The study examined firearms deaths before and after the Brady background checks took effect in 1994, comparing states that already had similar laws and those that did not. The purpose of the study was to determine whether shooting deaths declined faster in the 32 states that had to make changes to comply. Although firearms deaths declined nationwide, there was no appreciable difference between the two categories of states, other than in suicides among the elderly.

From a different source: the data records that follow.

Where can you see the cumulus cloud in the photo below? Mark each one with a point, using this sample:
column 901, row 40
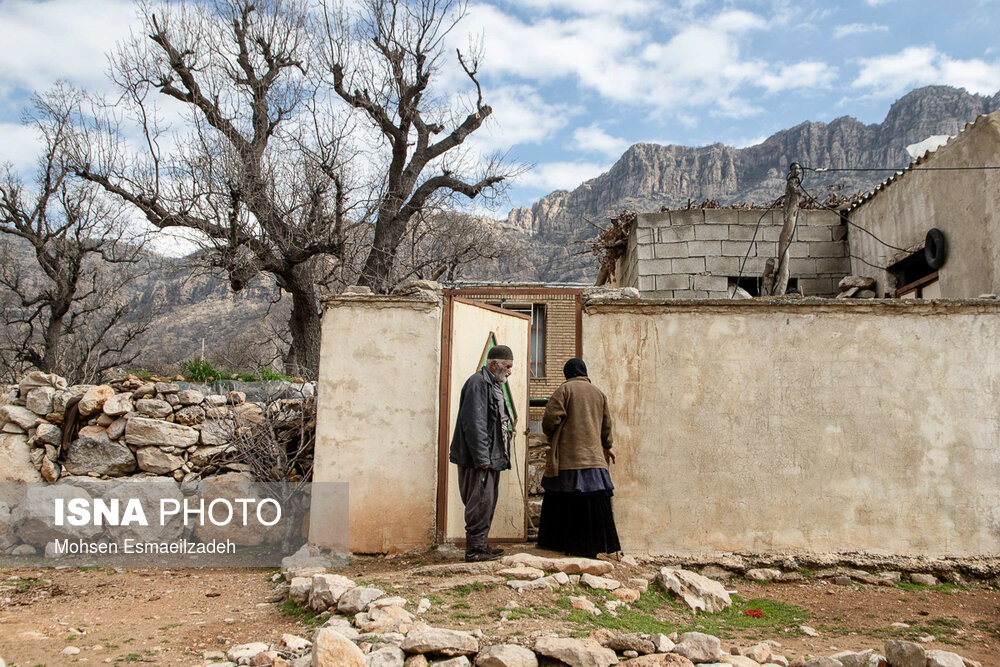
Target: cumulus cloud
column 894, row 74
column 561, row 175
column 594, row 139
column 842, row 31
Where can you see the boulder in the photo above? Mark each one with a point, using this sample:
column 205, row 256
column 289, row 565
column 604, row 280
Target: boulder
column 93, row 451
column 567, row 565
column 22, row 417
column 601, row 583
column 118, row 405
column 327, row 590
column 699, row 647
column 15, row 459
column 576, row 652
column 936, row 658
column 506, row 655
column 190, row 397
column 39, row 400
column 153, row 407
column 853, row 658
column 697, row 592
column 387, row 656
column 143, row 431
column 901, row 653
column 357, row 599
column 157, row 461
column 48, row 434
column 190, row 415
column 332, row 649
column 438, row 640
column 93, row 399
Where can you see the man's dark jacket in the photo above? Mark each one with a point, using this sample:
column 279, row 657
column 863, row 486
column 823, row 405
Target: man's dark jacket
column 478, row 439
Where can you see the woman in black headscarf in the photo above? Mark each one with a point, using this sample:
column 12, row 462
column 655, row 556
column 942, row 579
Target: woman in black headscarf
column 576, row 509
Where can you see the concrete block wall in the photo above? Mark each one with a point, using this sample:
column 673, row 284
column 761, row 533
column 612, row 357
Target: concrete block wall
column 692, row 253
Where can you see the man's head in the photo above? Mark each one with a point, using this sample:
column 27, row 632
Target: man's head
column 500, row 361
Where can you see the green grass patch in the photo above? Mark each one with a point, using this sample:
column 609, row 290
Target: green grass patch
column 303, row 615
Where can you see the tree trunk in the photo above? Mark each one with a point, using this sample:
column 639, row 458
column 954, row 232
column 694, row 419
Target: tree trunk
column 304, row 326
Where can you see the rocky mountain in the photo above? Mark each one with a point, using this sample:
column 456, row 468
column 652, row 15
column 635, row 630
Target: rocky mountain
column 650, row 176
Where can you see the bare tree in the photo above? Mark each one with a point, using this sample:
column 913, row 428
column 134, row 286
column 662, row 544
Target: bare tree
column 273, row 172
column 68, row 311
column 382, row 60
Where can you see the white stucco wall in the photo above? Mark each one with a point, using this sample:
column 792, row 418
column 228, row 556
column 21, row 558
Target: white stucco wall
column 811, row 426
column 377, row 427
column 964, row 204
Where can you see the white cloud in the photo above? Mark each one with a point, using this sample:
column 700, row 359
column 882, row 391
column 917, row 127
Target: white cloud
column 561, row 175
column 894, row 74
column 520, row 116
column 19, row 145
column 842, row 31
column 594, row 139
column 59, row 39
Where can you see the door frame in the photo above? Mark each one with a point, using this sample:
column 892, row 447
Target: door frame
column 444, row 418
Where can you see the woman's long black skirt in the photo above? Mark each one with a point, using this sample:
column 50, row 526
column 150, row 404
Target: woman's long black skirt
column 578, row 524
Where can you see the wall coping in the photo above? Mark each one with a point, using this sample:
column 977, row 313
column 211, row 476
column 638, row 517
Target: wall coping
column 808, row 305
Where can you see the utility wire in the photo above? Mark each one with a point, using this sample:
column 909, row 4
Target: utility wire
column 750, row 246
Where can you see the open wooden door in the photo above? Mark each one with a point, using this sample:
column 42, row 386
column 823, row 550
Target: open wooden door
column 469, row 330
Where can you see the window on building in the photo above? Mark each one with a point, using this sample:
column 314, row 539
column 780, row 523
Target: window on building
column 537, row 313
column 916, row 278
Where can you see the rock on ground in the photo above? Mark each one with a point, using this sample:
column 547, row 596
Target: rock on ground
column 332, row 649
column 698, row 593
column 699, row 647
column 506, row 655
column 437, row 640
column 576, row 652
column 905, row 654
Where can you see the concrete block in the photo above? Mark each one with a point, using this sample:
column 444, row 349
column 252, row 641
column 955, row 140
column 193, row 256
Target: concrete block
column 802, row 266
column 707, row 232
column 673, row 282
column 646, row 220
column 670, row 234
column 704, row 248
column 671, row 250
column 687, row 265
column 741, row 232
column 688, row 216
column 711, row 283
column 839, row 266
column 722, row 266
column 826, row 249
column 811, row 233
column 722, row 216
column 652, row 267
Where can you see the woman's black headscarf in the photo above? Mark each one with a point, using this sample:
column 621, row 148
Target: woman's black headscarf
column 575, row 368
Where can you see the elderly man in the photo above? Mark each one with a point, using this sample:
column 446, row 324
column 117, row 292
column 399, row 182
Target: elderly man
column 481, row 448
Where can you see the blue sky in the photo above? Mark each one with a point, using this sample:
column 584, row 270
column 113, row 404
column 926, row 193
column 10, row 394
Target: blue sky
column 575, row 82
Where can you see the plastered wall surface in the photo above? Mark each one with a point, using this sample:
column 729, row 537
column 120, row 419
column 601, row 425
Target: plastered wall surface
column 813, row 426
column 472, row 324
column 964, row 204
column 378, row 398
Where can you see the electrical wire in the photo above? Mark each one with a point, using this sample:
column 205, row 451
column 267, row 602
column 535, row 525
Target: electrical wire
column 753, row 240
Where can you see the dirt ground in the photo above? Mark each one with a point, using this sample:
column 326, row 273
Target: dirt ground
column 157, row 616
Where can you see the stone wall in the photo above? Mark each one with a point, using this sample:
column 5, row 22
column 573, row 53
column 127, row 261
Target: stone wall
column 797, row 426
column 126, row 427
column 694, row 253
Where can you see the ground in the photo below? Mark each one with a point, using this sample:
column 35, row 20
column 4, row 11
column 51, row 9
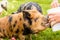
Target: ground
column 47, row 34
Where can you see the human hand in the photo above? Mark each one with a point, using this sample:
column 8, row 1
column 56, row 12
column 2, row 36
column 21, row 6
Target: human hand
column 55, row 4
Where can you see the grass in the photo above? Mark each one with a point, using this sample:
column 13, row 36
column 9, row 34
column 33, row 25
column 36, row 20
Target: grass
column 47, row 34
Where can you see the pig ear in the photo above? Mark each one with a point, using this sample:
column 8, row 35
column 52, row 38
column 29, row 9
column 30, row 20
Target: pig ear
column 34, row 8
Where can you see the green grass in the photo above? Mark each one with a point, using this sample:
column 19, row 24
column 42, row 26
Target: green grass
column 47, row 34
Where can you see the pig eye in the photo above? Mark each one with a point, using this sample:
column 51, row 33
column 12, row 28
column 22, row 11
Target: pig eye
column 42, row 24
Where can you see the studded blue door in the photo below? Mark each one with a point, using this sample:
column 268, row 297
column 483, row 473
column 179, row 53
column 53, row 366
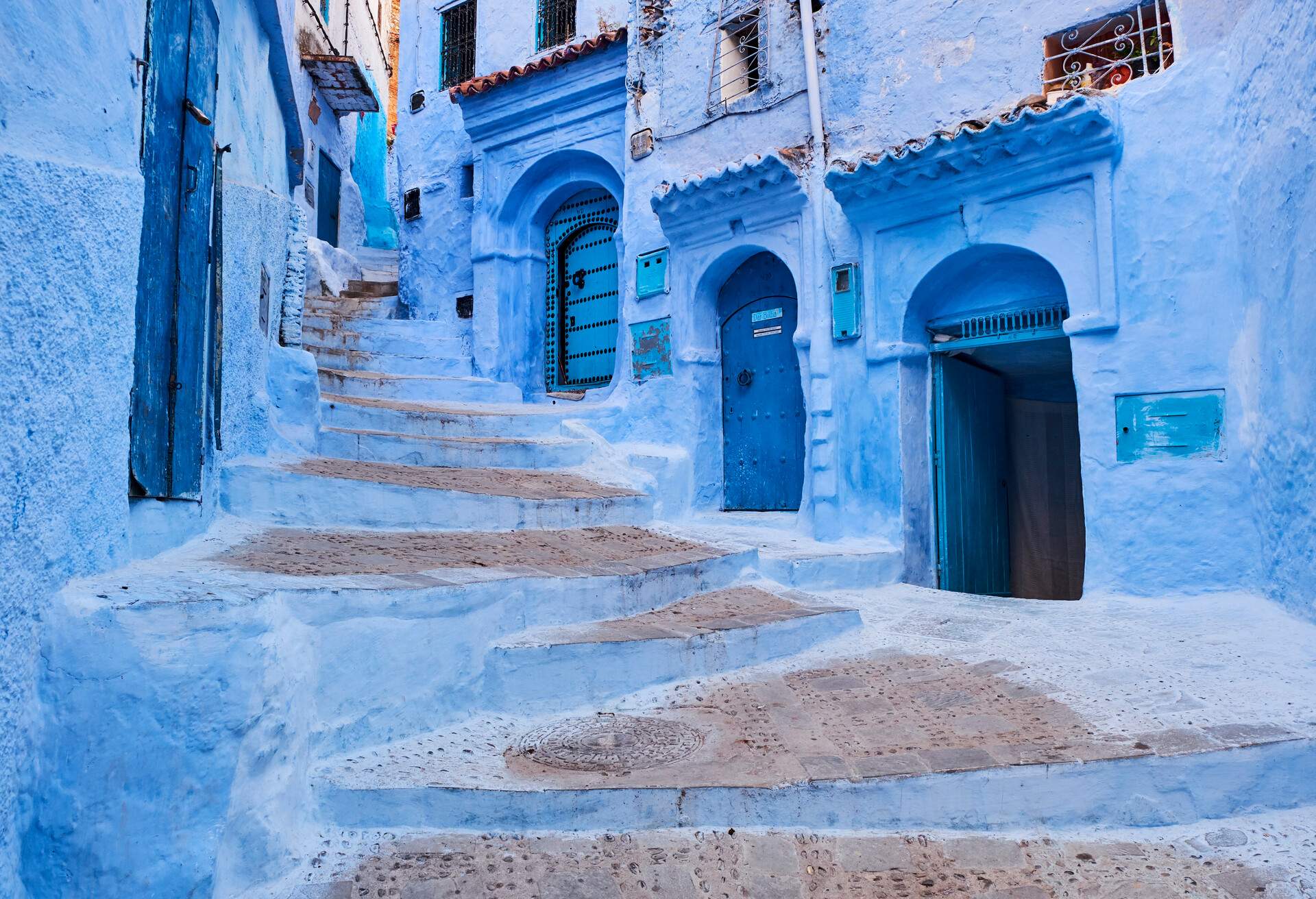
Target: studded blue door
column 762, row 397
column 178, row 162
column 581, row 330
column 971, row 461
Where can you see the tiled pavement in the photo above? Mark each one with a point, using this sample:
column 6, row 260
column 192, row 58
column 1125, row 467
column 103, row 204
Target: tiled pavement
column 561, row 553
column 1240, row 859
column 881, row 715
column 489, row 482
column 723, row 610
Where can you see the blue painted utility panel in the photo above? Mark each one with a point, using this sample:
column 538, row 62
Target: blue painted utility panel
column 1187, row 424
column 581, row 328
column 762, row 395
column 971, row 456
column 652, row 274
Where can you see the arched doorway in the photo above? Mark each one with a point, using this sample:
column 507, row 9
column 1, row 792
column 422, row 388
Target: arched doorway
column 581, row 325
column 762, row 397
column 1007, row 482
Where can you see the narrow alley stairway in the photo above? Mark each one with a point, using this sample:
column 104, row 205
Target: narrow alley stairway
column 445, row 658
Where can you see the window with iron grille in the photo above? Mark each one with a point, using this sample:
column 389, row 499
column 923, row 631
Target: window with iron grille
column 740, row 54
column 1110, row 51
column 556, row 24
column 459, row 42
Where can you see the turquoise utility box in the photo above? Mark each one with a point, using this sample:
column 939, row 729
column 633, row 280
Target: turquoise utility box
column 652, row 273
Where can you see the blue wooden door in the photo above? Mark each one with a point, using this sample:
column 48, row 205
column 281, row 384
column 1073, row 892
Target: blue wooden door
column 971, row 461
column 762, row 395
column 581, row 330
column 327, row 200
column 178, row 157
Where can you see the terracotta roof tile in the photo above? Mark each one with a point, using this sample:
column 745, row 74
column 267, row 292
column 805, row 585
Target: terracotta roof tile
column 557, row 58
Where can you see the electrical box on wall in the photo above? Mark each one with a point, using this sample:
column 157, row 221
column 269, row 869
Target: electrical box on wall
column 652, row 273
column 1187, row 424
column 846, row 307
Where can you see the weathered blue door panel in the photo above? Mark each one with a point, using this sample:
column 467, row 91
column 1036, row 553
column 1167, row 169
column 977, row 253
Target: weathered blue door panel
column 971, row 458
column 178, row 158
column 1187, row 424
column 327, row 200
column 194, row 251
column 581, row 328
column 762, row 395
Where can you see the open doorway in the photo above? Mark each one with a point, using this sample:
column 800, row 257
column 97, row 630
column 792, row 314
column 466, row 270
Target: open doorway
column 1006, row 456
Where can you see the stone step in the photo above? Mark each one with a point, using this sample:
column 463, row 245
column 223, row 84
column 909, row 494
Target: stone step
column 349, row 308
column 391, row 364
column 454, row 452
column 443, row 419
column 403, row 336
column 886, row 740
column 565, row 666
column 352, row 494
column 373, row 287
column 435, row 389
column 1241, row 857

Far from proving that gun control does not work, the study highlights the problems that result when a national disgrace is handled on what still is largely a state-by-state basis. Guns, of course, do not always kill in the state of purchase; the flow of guns from lax states to the more restrictive is well known, just virtually impossible to document. Utterly impossible to track is the transfer of guns on the largely unregulated secondary market – person-to-person, criminal-to-criminal. By coincidence and perhaps due to a booming economy, the murder has dropped in all states during the initial assessment period, skewing the research conditions credible scientific assessments demand.

One aspect that has been truly nd accurately measured is that in the six years of Brady, licensed, law-abiding gun dealers have denied sales to more than 500,000 people who are prohibited from owning them. The extent to which these people have bought guns outside of the law is among the many serious and complex questions the JAMA study raises.

Leave it to the NRA to provide the simple answer.